Fruit of the Loom is a 160 year old underwear maker best known for one thing: plain white briefs. But the brand has always been innovating stylish underwear. It just needed a fashion makeover. And the typical 'TV spot" wasn't going to cut it. So they created PLASTIQUE, a faux high-end line of clear plastic pants that engaged a fashion audience with unique pieces of style, music, and runway content, ultimately proving Fruit of the Loom to be an innovative, relevant brand.
It started with a product demo on TV showing off how the legs of our boxer briefs don't write up. This was brought to life using fruit employees strutting around and clear test pants. Knowing people would react to the transparent pants, it became a launching point for response campaign from Fruit to itself using a faux fashion brand, PLASTIQUE
PLASTIQUE was the brainchild of designer Frank La Rant who fell in love with Fruit's plastic pants and created his own transparent line. It's perhaps the first nontraditional campaign inspired by a traditional ad.

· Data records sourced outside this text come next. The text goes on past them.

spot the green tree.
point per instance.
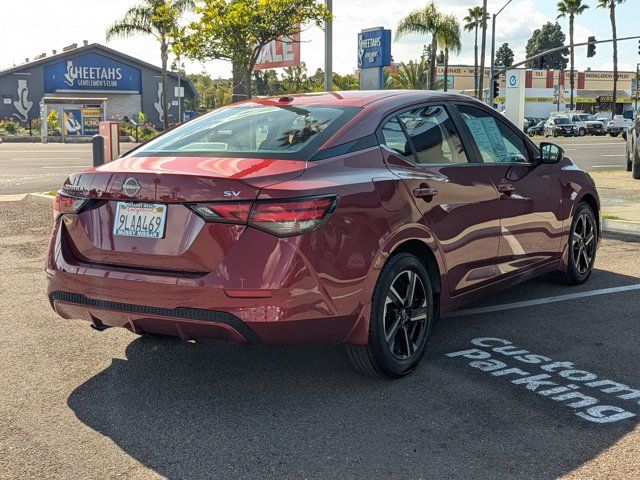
(160, 19)
(449, 37)
(295, 79)
(265, 82)
(476, 18)
(504, 56)
(570, 9)
(412, 75)
(425, 21)
(345, 82)
(205, 87)
(237, 30)
(545, 38)
(611, 5)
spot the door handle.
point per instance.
(424, 192)
(506, 188)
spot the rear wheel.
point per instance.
(401, 317)
(583, 239)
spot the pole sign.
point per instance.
(282, 52)
(92, 72)
(374, 48)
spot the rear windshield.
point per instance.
(281, 132)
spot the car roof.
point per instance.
(348, 98)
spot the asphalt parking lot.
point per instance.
(77, 403)
(34, 167)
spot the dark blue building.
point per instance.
(90, 81)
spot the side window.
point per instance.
(393, 137)
(433, 136)
(497, 142)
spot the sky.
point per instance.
(30, 27)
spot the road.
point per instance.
(35, 167)
(77, 403)
(27, 168)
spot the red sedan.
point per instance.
(349, 218)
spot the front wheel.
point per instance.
(583, 241)
(401, 317)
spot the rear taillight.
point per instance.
(283, 217)
(66, 204)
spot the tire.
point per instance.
(583, 242)
(398, 332)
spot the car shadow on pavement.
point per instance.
(212, 410)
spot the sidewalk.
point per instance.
(619, 194)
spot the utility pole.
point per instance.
(493, 51)
(328, 49)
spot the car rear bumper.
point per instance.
(295, 307)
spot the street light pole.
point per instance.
(328, 49)
(493, 51)
(637, 80)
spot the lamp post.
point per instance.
(637, 81)
(493, 51)
(328, 49)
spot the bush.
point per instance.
(9, 127)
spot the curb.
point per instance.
(625, 227)
(39, 198)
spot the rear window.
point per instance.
(282, 132)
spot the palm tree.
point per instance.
(412, 75)
(483, 51)
(449, 37)
(158, 18)
(571, 8)
(424, 22)
(473, 21)
(611, 5)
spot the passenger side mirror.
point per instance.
(550, 153)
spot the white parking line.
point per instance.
(541, 301)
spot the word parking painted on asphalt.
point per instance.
(585, 406)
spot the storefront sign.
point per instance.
(282, 52)
(91, 72)
(374, 48)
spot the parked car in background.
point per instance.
(560, 126)
(588, 124)
(348, 218)
(537, 129)
(619, 125)
(633, 147)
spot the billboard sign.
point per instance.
(282, 52)
(374, 48)
(92, 72)
(91, 118)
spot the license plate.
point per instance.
(145, 220)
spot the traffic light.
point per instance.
(591, 48)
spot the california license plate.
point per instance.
(145, 220)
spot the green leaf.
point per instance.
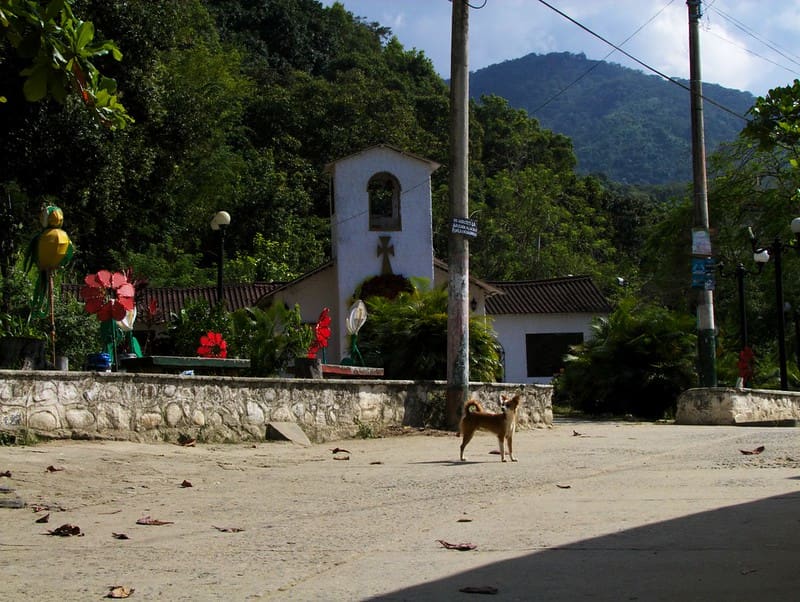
(35, 87)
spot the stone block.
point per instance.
(286, 431)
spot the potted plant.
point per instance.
(22, 345)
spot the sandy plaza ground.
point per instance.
(592, 511)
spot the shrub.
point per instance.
(196, 319)
(639, 359)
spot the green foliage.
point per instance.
(165, 265)
(271, 338)
(60, 51)
(77, 332)
(196, 319)
(407, 335)
(775, 120)
(637, 361)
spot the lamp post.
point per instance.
(739, 273)
(220, 221)
(761, 255)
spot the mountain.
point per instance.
(633, 127)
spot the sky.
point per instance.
(751, 45)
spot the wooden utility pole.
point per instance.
(458, 245)
(701, 250)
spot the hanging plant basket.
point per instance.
(22, 353)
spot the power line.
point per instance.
(753, 34)
(597, 64)
(639, 61)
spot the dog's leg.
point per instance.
(511, 448)
(467, 437)
(502, 448)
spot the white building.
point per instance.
(381, 224)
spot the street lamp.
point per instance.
(220, 221)
(761, 255)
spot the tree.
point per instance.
(407, 335)
(637, 361)
(60, 51)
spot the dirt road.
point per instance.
(601, 511)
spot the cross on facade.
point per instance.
(385, 249)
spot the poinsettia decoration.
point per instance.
(108, 295)
(212, 345)
(746, 364)
(322, 332)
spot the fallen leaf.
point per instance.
(463, 547)
(66, 530)
(146, 520)
(483, 589)
(119, 591)
(228, 529)
(186, 441)
(40, 507)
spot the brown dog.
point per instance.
(503, 424)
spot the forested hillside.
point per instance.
(628, 125)
(238, 105)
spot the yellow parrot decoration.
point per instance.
(49, 250)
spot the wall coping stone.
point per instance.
(167, 407)
(738, 406)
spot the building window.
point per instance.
(544, 353)
(384, 202)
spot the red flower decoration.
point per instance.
(212, 345)
(746, 364)
(108, 295)
(322, 332)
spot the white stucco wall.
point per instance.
(511, 331)
(355, 247)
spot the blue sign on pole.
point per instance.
(703, 273)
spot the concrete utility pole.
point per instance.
(458, 290)
(706, 336)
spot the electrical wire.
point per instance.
(753, 34)
(598, 63)
(639, 61)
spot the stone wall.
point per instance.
(730, 406)
(152, 407)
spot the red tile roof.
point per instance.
(573, 294)
(172, 299)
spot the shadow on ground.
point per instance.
(745, 552)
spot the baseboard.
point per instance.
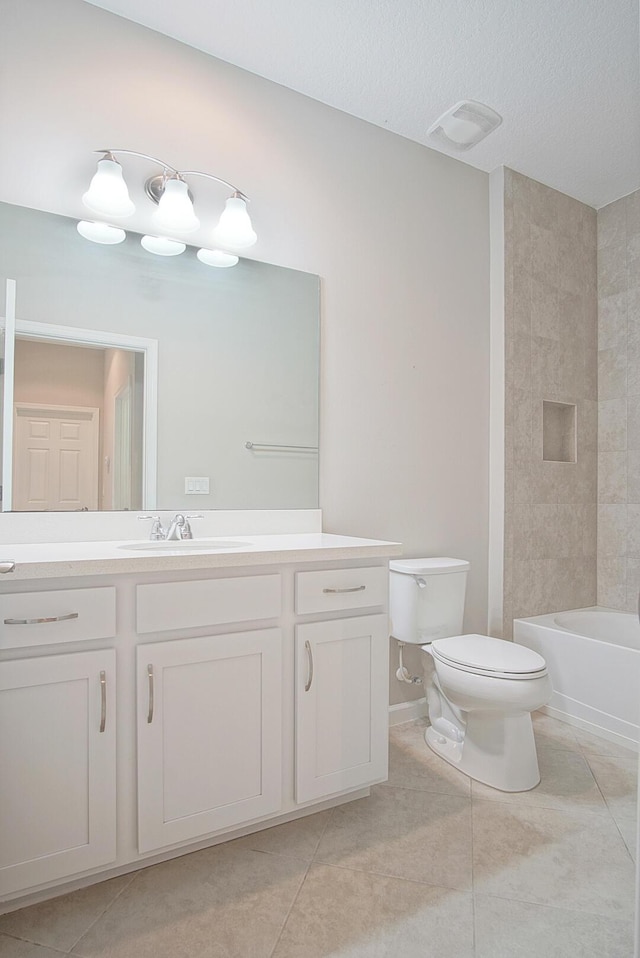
(407, 711)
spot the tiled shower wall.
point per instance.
(551, 353)
(619, 403)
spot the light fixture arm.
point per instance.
(181, 173)
(145, 156)
(210, 176)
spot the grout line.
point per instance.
(473, 879)
(30, 941)
(290, 909)
(413, 881)
(132, 878)
(309, 864)
(560, 908)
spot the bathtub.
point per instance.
(593, 657)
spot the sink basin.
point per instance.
(187, 545)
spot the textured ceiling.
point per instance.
(564, 74)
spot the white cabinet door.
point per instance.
(57, 767)
(209, 734)
(342, 693)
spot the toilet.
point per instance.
(480, 690)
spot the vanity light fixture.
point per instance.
(216, 257)
(101, 232)
(108, 196)
(162, 245)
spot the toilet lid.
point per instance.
(487, 656)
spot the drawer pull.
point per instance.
(53, 618)
(103, 701)
(358, 588)
(150, 681)
(307, 646)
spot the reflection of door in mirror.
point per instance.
(55, 458)
(75, 408)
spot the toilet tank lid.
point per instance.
(433, 566)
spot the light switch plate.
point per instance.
(196, 485)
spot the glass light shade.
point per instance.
(175, 210)
(162, 246)
(108, 193)
(101, 233)
(216, 257)
(234, 229)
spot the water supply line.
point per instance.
(402, 673)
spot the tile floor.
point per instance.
(429, 865)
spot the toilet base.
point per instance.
(499, 751)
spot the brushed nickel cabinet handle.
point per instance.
(307, 646)
(358, 588)
(52, 618)
(103, 701)
(150, 681)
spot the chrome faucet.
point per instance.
(179, 528)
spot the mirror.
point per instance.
(178, 385)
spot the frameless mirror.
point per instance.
(146, 382)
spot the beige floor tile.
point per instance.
(346, 914)
(412, 764)
(628, 828)
(12, 948)
(223, 902)
(565, 782)
(510, 929)
(61, 922)
(595, 745)
(298, 839)
(552, 733)
(617, 778)
(568, 858)
(402, 832)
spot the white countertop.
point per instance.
(56, 559)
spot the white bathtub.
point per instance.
(593, 657)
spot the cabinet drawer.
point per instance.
(338, 589)
(189, 605)
(48, 618)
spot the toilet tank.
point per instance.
(426, 598)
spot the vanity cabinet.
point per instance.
(246, 697)
(57, 767)
(341, 705)
(209, 734)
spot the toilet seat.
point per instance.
(483, 655)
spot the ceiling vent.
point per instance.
(464, 125)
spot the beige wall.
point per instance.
(118, 373)
(51, 373)
(398, 233)
(619, 403)
(550, 354)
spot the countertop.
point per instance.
(61, 559)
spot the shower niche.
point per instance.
(559, 432)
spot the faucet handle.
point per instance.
(186, 527)
(157, 532)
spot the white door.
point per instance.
(209, 734)
(55, 458)
(57, 767)
(342, 703)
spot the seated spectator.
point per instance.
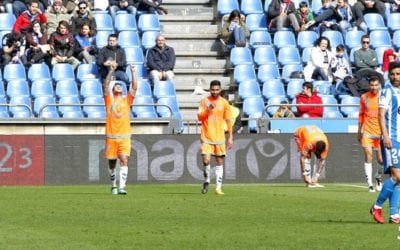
(284, 111)
(308, 96)
(56, 13)
(282, 14)
(126, 5)
(14, 45)
(153, 6)
(24, 21)
(112, 54)
(235, 31)
(38, 48)
(161, 61)
(319, 64)
(62, 45)
(304, 15)
(86, 44)
(81, 16)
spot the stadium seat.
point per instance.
(289, 55)
(249, 88)
(251, 7)
(42, 88)
(306, 39)
(125, 22)
(225, 7)
(273, 88)
(128, 38)
(267, 72)
(14, 72)
(260, 38)
(284, 38)
(256, 22)
(134, 55)
(244, 72)
(380, 38)
(63, 71)
(39, 71)
(264, 55)
(148, 22)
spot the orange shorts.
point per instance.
(368, 142)
(213, 149)
(116, 147)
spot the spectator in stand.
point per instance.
(24, 21)
(235, 31)
(309, 96)
(62, 44)
(126, 5)
(319, 64)
(282, 14)
(112, 55)
(81, 16)
(14, 45)
(56, 13)
(161, 61)
(38, 48)
(86, 44)
(153, 6)
(304, 15)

The content was designed to engage fashion influencers, the media, and general public interest. With tongue firmly in cheek, PLASTIQUE was as true to fashion convention as possible: A documentary film about the collection, video teasers to the site where you can order the pants and boxer briefs, Lookbook, promoted tweets with fashion influencers, even a rap video featuring an original song and rapper adorned in PLASTIQUE. All while highlighting what was underneath the plastic: Fruit of the Loom's colorful and stylish boxer briefs.
The outcome of our campaign was incredibly successful, driving conversation about both PLASTIQUE and Fruit of the Loom, driving visits to Fruit.com.
For target customers, the campaigned achieved two things: Recognition that Fruit makes stylish, colorful underwear, as well as that Fruit was an innovative, relevant brand.
With over 10 million social impressions and 800,000 video views and counting, it added up to an engagement rate double the category average for promoted posts.
Within one week of PR launch, we had secured 13 unique media placements, totaling over 37 million impressions.
Over half of visits to Fruit.com lead to views of men's underwear pages with a 484% increase of men's underwear page views year over year from March to April.